事業再生を考える会社の場合には、株式譲渡というスキームを使うことは必ずしも多くありません。

簿外債務リスクが切断されない問題があるからです(許認可その他の理由により、現法人を活用するために、株式譲渡スキームを取ることもあります。)。

そこで、会社そのものではなく、事業をスポンサーに切り出す方法、すなわち事業譲渡・会社分割という手法を用いることが多いです。


スポンサー型事業再生の中でも、第二会社方式を活用する場合、スポンサーは、再生会社(旧会社)から事業を譲り受けることと引換えに、譲渡代価を旧会社に支払うこととなります。旧会社は、スポンサーから受け取った事業譲渡対価を債権者に配当することになります。

私的整理の場合、仕入先、外注先等への商取引債務はスポンサーに承継されるため、ここでの配当の対象となる債権者は金融機関に限られるのが一般的です。金融機関には、旧会社からの配当と引換えに、残った債権については、特別清算、特定調停、破産手続を通じて実質的に債権を放棄してもらうこととなります。

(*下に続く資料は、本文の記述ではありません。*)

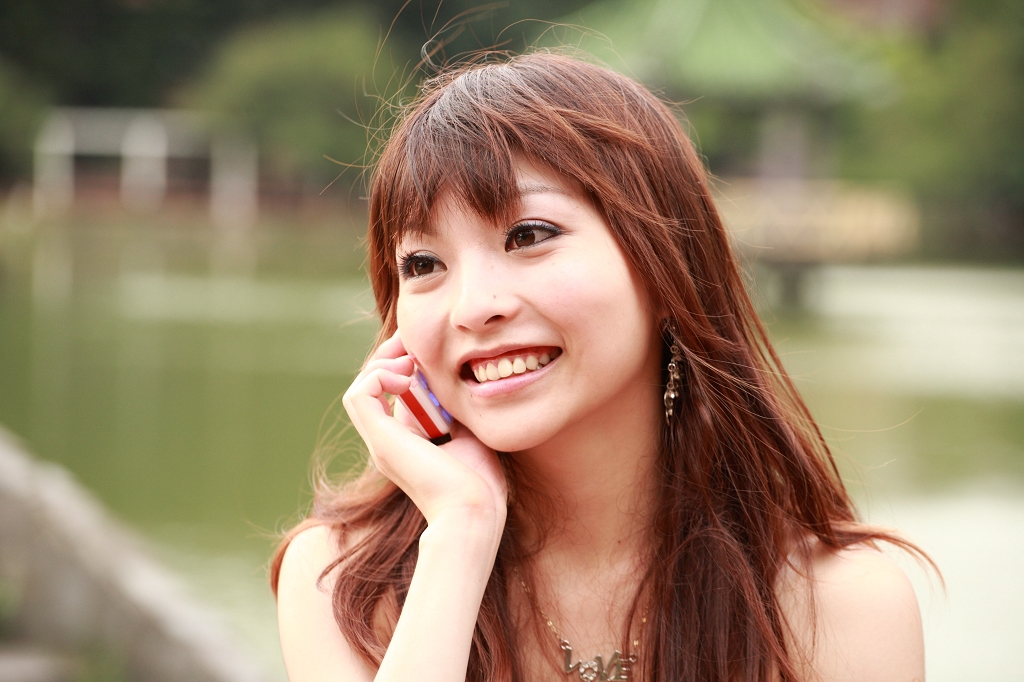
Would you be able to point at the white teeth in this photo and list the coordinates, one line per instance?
(507, 367)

スポンサースキームは、再生支援協議会、特定調停スキームなどの準則型私的整理手続はもちろんのこと純粋私的整理の場面でも使われることがあります。

2 スポンサー型事業再生のメリットとは


スポンサー型事業再生のメリットとしては、
.スポンサーの知見を活用できる点で、事業再生の確実性が高まる
.上記と関連しますが、スポンサーの経営資源、得意先への販路拡大、信用補完、経費削減等による収益力改善効果(いわゆるシナジー効果)が得られるため、金融機関は自主再建の場合に比較して、回収額が高まる可能性がある

.後継者問題(事業承継問題)の解決を図ることが可能

.スポンサーへの事業移転後、旧会社は清算することになるため、経営責任、株主責任の明確化を果たしやすいといった点があげられます。



3 スポンサー型事業再生の留意点

スポンサー型で進める場合には、スポンサーから支払われる代価が債権者に対する返済原資となり、債権放棄を伴うことも多いことから、債権者としては、誰が、どのようにしてスポンサーとして選定され、いくらの代価を支払ってくれるのかという点に最大の関心をよせることになります。

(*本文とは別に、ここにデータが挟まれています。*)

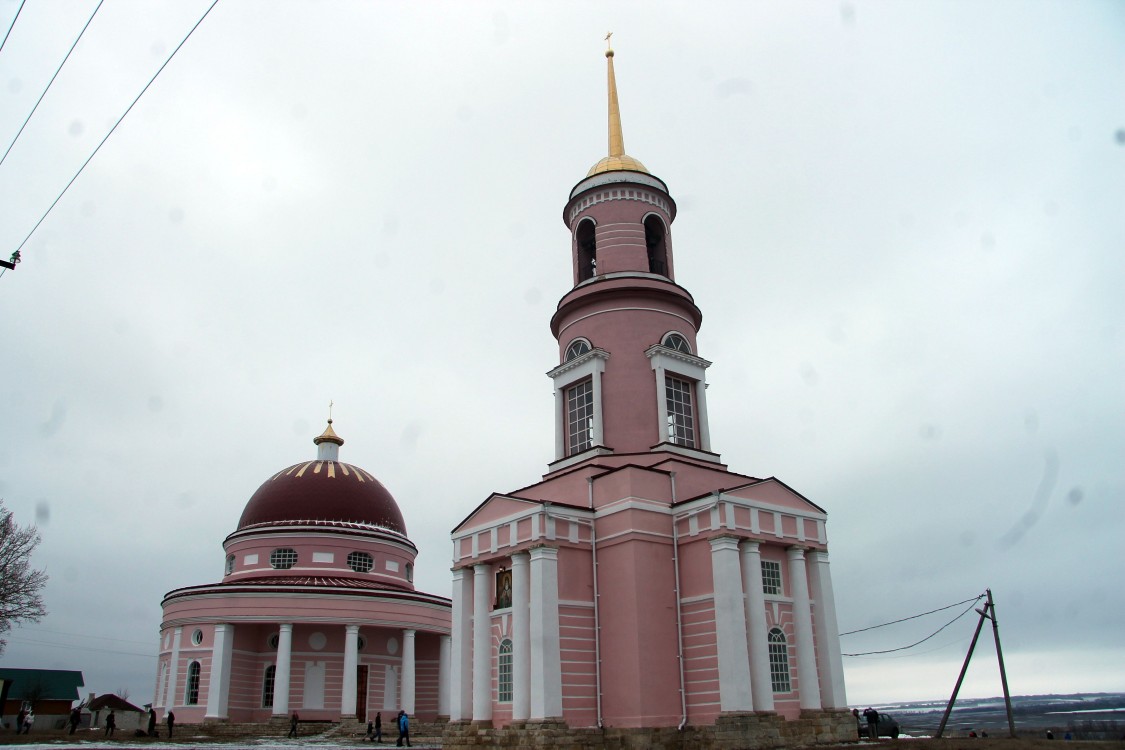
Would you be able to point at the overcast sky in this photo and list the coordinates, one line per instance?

その意味で、スポンサー選定手続の公正性を担保することが肝になります。

この点、スポンサー選定のためには入札まで必ず必要だとの意見もなくはありませんが、中小企業の私的整理でそこまで求めるのは現実的ではありません。

事業再生研究機構の
「事業再生におけるスポンサー選定研究会」
によると、スポンサー選定を2つの基準に分け、第1段階では合理性の基準が相当する事案と厳格な基準が相当する事案とを振り分け、第2段階においてはそれぞれの基準を具体的に適用するという考え方(総合考慮説、二重の基準説と言われる)が発表されております。


中小企業の場合、スポンサー候補が引手あまたということはあまり多くないですし、何よりも、広くスポンサーを募る場合には、信用不安が広がることで、事業価値が毀損してしまうリスクが高まります。そこで、二重の基準によると、合理性の基準が相当する案件が多いと言えるでしょう。
なお、金融機関に有利子負債の債権放棄を要請する場合には、保証債務問題が顕在化します。経営者の方としては、この点が心配になろうかと思いますが、現在は自己破産せずとも、経営者保証に関するガイドラインを活用して保証債務整理の交渉を行うことも可能です。


経営者保証に関するガイドラインを活用して、自宅を残す方法

経営者保証に関するガイドラインを活用する場合、破産に比べて、自宅を残しやすいという説明を行いました(経営者保証に関するガイドラインと破産との比較)。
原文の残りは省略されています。